On 10th October the Iranian teacher and poet received the International Writer of Courage Award 2017
which is presented “to an international writer who defends freedom of expression, often risking their own safety.” The prize-giving ceremony of the PEN Pinter Prize, established in 2009 in memory of Harold Pinter, was held at the British Library in London.
In keeping with tradition, the winner of the Pinter Prize 2017, the Irish poet and academic Michael Longley, chose the recipient of the prestigious accolade.
Mahvash Sabet was released last month after spending nearly a decade in Evin maximum security prison, northwest of Tehran, after being sentenced to twenty years for belonging to the Baha’i religion, as always considered by the Iranian regime an “enemy of Islam”.
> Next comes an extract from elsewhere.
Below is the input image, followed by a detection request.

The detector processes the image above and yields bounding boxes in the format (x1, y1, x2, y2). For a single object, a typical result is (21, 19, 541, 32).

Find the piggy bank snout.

Sabet started to write in jail, where she lived in terrible conditions, subjected to violence and torture. Thanks to some intermediaries, she managed to get her writings out of cell no. 209. In 2013, her first collection, Prison Poem, was translated and published in Britain. It tells of the intense inner experience of a woman deprived of her freedom.
Michael Longley declared, “I am humbled to share the PEN Pinter Prize with Mahvash Sabet… a songbird trapped in a cage. Mahvash is at heart a lyrical poet who sings the beauty of the world. Her imagination is rhapsodic. Her poems want to soar. I rejoice that she has been released from prison. Her incarceration by the Iranian authorities was a sin against the light. The power of dictators to silence and imprison writers continues to ‘put all heaven in a rage’”.